The anonymous survey, published in journal BMJ Open found that people believed red wine made them more lethargic than white wine. Meanwhile, despite over half of respondents claiming they had more energy and felt more upbeat after drinking spirits, they were also most likely to be associated with feelings of aggression, illness, restlessness and tearfulness.

There’s no shortage of studies into alcohol and health, and many routinely contradict each other.

In fact, a separate study carried out by US psychologists earlier this year found the complete opposite — that different types of alcohol have no bearing on the drinker’s personality whatsoever.

So, why does this study claim that gin makes you cry?

Wine critic James Goode sums up the problem succinctly. The survey’s results reveal more about a person’s relationship with alcohol than its physical impact on our mental health.

The results are entirely based on participants’ self-reporting after consuming alcohol. This means that, while many of the respondents feel more aggressive after drinking spirits, there is no evidence to support the claim that people become more violent when they drink them.

On the other hand, in the study by the university of Missouri, scientists not only quizzed participants on their own perceptions of their behaviour on alcohol, but also plied them with vodka lemonades before getting them to take part in group activities which would highlight certain personality traits.

While participants themselves reported lower levels of conscientiousness, openness to experience, agreeableness, higher levels of extraversion and emotional stability, there was a “far less drastic” perceptible difference between “sober” and “drunk” personalities than they believed, according to observers.
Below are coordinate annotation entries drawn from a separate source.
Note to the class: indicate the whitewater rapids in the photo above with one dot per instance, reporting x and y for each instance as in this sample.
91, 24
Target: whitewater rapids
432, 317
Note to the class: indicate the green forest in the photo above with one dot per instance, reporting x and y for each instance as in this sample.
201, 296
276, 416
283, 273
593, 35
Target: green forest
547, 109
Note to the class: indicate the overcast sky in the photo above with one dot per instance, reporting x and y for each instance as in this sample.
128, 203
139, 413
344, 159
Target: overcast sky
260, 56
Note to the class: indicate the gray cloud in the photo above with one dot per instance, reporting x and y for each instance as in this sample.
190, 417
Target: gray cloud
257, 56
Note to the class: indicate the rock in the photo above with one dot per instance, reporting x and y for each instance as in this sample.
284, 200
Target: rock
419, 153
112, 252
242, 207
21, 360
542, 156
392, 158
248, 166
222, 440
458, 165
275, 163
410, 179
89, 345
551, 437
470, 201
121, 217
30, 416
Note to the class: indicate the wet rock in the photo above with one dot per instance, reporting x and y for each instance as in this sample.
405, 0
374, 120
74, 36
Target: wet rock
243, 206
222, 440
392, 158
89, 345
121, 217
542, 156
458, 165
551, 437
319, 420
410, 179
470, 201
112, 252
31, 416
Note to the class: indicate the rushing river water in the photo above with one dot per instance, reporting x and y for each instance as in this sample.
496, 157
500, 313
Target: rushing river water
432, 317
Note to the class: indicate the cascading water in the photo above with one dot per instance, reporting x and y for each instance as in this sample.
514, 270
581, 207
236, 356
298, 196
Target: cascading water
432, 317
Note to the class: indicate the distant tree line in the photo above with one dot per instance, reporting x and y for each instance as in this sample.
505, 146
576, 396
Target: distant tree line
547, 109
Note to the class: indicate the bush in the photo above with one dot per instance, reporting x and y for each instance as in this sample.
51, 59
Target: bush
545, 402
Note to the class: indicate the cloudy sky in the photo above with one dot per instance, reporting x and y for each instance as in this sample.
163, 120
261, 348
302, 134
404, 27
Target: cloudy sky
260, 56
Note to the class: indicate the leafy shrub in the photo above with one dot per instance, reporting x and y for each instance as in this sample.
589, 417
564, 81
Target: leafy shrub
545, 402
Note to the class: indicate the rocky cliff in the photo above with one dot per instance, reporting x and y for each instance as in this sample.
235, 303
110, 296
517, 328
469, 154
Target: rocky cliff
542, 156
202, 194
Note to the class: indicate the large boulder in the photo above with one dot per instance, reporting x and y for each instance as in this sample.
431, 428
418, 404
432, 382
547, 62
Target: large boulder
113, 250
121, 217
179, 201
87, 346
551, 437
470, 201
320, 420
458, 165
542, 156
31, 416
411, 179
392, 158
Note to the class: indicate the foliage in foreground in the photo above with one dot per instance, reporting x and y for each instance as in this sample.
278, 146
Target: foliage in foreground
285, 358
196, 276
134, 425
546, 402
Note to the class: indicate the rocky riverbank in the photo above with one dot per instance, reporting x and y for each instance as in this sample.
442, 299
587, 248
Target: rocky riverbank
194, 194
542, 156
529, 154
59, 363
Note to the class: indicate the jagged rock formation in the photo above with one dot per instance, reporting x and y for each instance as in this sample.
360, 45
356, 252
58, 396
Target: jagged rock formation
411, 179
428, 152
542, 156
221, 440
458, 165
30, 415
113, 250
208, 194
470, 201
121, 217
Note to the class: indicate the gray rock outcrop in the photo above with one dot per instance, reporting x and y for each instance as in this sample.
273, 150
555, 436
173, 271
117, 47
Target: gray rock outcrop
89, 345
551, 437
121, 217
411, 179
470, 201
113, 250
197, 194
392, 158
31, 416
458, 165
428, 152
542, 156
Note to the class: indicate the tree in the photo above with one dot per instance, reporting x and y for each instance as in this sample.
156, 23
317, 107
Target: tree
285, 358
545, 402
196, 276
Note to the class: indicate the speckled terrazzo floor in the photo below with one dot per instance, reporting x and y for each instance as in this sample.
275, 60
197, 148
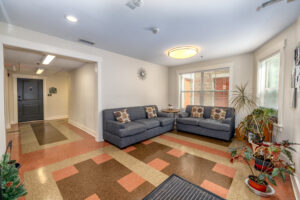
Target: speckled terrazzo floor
78, 167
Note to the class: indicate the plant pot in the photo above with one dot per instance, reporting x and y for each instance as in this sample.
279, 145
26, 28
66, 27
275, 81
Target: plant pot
253, 145
257, 186
262, 165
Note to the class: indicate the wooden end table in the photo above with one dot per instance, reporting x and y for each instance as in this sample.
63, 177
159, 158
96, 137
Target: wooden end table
173, 111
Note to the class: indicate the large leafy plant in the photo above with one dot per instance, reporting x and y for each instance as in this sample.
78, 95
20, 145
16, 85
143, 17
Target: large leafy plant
11, 186
271, 153
257, 121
The only visible difference in terms of personality was extraversion, with participants becoming more extroverted than their ‘typical sober’ self.

“We were surprised to find such a discrepancy between drinkers’ perceptions of their own alcohol-induced personalities and how observers perceived them,” the University of Missouri’s Rachel Winograd told the drinks business in May.

Numerous studies have disproved the idea that different drinks can change your personality. in 1984, researchers injected rats with different types of hard liquor and monitored them for a difference in behaviour. While the rodents were ratted, they all exhibited the same behaviour no matter what they drank, according to the Atlantic.

Meanwhile, a study of 40 studies into alcohol consumption in 2010 also showed that many people simply exhibit the behaviour they associate with a spirit.

“Placebo effects that are observed often appear to be due to the individual attempting to compensate for the expected effects of the alcohol,” the report concludes, “rather than the individual behaving according to some alcohol expectancy.”

So, if you keep finding yourself in a heated debate over the Single Market every Friday, don’t blame the Scotch.

But the latest news does provide an insight into why we drink what we do, and when.

Dr John Larsen, from Drinkaware, told the drinks business the results can help us see when a drinker might be putting themselves in danger.

“These expectations and motivations for drinking will influence how people actually behave when they have been drinking,” he said, “and may in some situations lead people to drink at levels likely to cause them harm.”

“The UK Chief Medical Officers’ guideline for both men and women states that in order to keep health risks from alcohol to a low level it is safest not to be drinking more than 14 units a week on a regular basis.

“If people drink above the low risk unit guidelines, in the short term they can put themselves at risk of accidents and injuries. In the long term, this drinking pattern can increase the risk of heart disease, liver disease, heart disease, stroke and mental health problems such as depression and anxiety.”